If sizeof(udata) is small enough the kernel will pin either
one or two pages (if udata crosses page boundary).

So no extra memory consumption by the user process while the kernel
pins a page or two.
In a good case it's one page and no extra vmap.
I wonder whether we should enforce that one page case.
It's not hard for users to write:
static __thread struct user_data udata __attribute__((aligned(sizeof(udata))));

With one page restriction, the implementation would be much simpler. If
you think it is a reasonable restriction, I would enforce this rule.

I'm worried about vmap(). Doing it for every map elemen (same as every
task) might add substantial kernel side overhead.
On my devserver:
sudo cat /proc/vmallocinfo |grep vmap|wc -l
105
sudo cat /proc/vmallocinfo |wc -l
17608

I believe that the mechanism scales to millions, but adding one more
vmap per element feels like a footgun.
To avoid that the user would need to make sure their user_data doesn't
cross the page, so imo we can make this mandatory.

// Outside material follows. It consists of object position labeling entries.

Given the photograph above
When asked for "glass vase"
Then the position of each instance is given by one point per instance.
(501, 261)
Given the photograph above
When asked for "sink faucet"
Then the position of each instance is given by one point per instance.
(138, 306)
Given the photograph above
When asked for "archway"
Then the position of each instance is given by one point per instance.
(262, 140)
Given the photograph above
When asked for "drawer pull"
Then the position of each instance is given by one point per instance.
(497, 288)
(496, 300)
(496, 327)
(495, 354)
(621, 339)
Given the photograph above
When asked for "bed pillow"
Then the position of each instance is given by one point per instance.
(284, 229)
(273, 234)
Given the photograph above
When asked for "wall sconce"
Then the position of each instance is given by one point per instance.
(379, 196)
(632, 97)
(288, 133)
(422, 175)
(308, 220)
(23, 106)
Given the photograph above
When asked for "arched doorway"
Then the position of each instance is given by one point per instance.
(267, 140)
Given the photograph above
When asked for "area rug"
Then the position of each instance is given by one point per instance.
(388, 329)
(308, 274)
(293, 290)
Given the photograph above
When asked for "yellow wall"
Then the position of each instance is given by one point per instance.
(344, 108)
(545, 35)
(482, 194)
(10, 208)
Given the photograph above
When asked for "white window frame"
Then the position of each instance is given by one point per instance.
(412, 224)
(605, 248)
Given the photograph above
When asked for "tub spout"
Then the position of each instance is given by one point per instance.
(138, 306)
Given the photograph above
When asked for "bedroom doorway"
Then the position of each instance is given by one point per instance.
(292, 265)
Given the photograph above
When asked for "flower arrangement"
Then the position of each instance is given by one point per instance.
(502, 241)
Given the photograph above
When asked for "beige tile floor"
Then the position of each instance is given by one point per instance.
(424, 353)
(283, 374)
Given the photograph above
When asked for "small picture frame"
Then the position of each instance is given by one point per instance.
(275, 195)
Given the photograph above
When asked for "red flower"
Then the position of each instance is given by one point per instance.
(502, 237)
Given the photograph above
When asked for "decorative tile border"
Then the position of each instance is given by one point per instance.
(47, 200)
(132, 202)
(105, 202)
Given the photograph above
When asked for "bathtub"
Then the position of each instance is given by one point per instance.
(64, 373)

If the memory block that is pointed by a uptr takes only one page,
vmap() is not called. vmap() is called only for the cases that take two
or more pages. Without the one page restriction, there is a chance to
have additional vmaps even for small memory blocks, but not every uptr
having that extra vmap.

Users can accidentally create a new vmap. But, with current
implementation, they can also avoid it by aligning memory properly. The
trade-off is between supporting big chunks of memory and idiot-proof.
However, in my opinion, big chunks are very unlikely for task local storage.

So, I will make this restriction mandatory.